Cool mathematical facts

An example of a distill-style blog post highlighting key insights

Matrix Insights

• Remarkable Fact 1: When $A$ and $B$ are $n\times m$ matrices, both $A^\top B$ and $B^\top A$ exhibit a striking similarity in their reduced spectra. Specifically, if $m>n$, then one of them contains $m-n$ zero eigenvalues. This assertion is grounded in determinant and characteristic polynomials, as demonstrated in this proof.

• Valuable Linear Algebra Identities:

  • Equation 1: \(Tr(A^k)=\sum_{i=1}^n \lambda_i(A)^k\)
  • Equation 2: \(Tr((A^*A)^k) = \sum_{i=1}^n \sigma_i(A)^{2k}\)
  • Equation 3: \(\log\det(A-z I_n)=\sum_{i=1}^n \log|\lambda_i(A)-z|=\sum_{i=1}^n\log|\sigma_i(A-z I)|\)
  • Equation 4: \(\log\det(A)=\sum_{i=1}^n|dist(X_i,span(X_1,\dots,X_{i-1}))|\)

Mathematical Concepts

• Lindenbert’s Exchange Method: This method, explained in detail in Tao’s presentation, involves two key steps:
  1. The Gaussian Case: Demonstrating the validity of the law when all underlying random variables are Gaussian.
  2. Invariance: Showing that the limiting distribution remains unchanged when non-Gaussian random variables are replaced by Gaussian random variables.

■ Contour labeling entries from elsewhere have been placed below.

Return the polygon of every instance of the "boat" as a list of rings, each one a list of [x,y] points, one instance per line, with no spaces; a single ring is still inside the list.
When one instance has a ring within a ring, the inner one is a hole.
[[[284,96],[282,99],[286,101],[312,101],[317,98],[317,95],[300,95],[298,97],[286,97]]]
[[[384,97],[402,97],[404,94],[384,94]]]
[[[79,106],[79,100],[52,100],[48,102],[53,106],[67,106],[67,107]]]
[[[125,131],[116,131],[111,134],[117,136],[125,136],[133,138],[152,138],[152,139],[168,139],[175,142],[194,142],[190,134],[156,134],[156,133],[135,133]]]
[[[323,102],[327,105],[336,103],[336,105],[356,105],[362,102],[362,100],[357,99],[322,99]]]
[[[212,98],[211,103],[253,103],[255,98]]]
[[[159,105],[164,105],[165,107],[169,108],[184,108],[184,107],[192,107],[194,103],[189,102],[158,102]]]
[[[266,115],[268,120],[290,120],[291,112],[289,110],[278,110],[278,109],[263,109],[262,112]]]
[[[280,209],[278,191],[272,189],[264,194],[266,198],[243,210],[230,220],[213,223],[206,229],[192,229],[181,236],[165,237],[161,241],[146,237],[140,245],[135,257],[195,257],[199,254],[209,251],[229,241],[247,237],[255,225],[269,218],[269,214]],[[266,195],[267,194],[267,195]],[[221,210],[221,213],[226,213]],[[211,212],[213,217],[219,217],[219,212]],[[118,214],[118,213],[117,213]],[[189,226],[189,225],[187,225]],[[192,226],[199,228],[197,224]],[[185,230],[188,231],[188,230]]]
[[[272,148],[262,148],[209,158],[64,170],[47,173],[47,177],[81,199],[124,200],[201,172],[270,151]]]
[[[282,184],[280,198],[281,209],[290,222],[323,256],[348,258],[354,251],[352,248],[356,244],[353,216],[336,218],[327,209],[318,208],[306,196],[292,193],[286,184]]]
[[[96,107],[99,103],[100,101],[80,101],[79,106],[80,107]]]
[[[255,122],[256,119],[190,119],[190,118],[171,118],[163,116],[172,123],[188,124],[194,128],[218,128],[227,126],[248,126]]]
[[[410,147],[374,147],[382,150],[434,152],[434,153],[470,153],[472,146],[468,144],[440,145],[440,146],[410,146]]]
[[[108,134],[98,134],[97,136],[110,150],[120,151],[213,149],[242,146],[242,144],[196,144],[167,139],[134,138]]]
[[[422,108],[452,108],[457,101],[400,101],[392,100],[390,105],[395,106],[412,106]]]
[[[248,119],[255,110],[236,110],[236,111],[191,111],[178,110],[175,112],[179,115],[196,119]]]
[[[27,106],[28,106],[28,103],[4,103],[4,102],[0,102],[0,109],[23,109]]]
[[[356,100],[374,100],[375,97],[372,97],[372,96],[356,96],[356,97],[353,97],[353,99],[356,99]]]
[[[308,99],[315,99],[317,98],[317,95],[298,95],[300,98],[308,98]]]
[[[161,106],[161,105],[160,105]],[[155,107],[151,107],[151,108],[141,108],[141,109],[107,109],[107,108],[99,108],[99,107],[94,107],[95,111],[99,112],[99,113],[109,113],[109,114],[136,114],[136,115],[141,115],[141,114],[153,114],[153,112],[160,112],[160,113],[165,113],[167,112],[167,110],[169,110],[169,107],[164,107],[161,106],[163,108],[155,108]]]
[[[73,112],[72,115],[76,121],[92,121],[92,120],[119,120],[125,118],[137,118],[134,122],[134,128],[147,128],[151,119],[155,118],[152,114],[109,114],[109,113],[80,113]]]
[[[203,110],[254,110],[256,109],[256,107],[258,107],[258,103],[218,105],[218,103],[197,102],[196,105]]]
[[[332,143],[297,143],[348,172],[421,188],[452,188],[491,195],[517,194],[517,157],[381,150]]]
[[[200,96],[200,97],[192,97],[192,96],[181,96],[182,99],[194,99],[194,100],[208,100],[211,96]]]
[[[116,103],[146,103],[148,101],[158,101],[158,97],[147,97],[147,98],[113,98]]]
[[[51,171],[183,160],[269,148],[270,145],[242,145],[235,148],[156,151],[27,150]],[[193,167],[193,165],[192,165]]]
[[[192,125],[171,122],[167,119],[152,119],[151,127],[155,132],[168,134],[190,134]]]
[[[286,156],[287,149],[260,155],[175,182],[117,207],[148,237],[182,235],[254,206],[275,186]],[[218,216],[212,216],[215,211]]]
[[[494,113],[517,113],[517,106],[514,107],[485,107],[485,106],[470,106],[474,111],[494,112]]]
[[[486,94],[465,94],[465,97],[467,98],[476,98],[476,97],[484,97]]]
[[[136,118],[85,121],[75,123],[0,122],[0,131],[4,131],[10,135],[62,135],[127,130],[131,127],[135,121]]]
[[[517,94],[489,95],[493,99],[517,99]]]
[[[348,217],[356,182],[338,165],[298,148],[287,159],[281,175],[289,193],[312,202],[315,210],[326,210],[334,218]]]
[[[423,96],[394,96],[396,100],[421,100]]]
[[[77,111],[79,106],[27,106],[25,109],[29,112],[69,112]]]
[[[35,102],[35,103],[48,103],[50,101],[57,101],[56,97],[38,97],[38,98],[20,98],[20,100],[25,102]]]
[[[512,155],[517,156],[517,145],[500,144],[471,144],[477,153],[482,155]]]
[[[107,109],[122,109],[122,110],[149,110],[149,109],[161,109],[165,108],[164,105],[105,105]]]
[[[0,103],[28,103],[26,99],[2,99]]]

• Weyl Inequality: For symmetric $n\times n$ matrices $S$ and $T$, the Weyl inequality states: \begin{align} \max_i |\lambda_i(S) -\lambda_i(T)| \le |S - T| \end{align} This inequality offers a powerful tool to bound the eigenvalues of perturbed matrices.

• Hoffman-Wielandt Inequality: This inequality relates to the deviation of eigenvalues based on the Frobenius norm of deviations: \begin{align} \sum_{i=1}^n\ (\lambda_i(A)-\lambda_i(B))^2 \le |B|_F^2 \end{align} For more information, refer to Jalil Chafai’s blog and Tao’s Blog.

• Davis-Kahan Theorem: When $S$ and $T$ are symmetric matrices, and the $i$-th eigenvalue of $S$ is well-separated, the Davis-Kahan theorem states: \begin{align} \max_{j\neq i}|\lambda_i(S)-\lambda_j(S)|\ge \delta \implies \sin\angle(v_i(S),v_i(T)) \le \frac{|S-T|}{\delta} \end{align} This result provides insights into the closeness of eigenvectors.

Convexity in Symmetric Matrices

• Convexity of Trace Exponential Function: The trace exponential function, defined as $f(X):=\exp\tr(X)$, is convex in the space of symmetric matrices.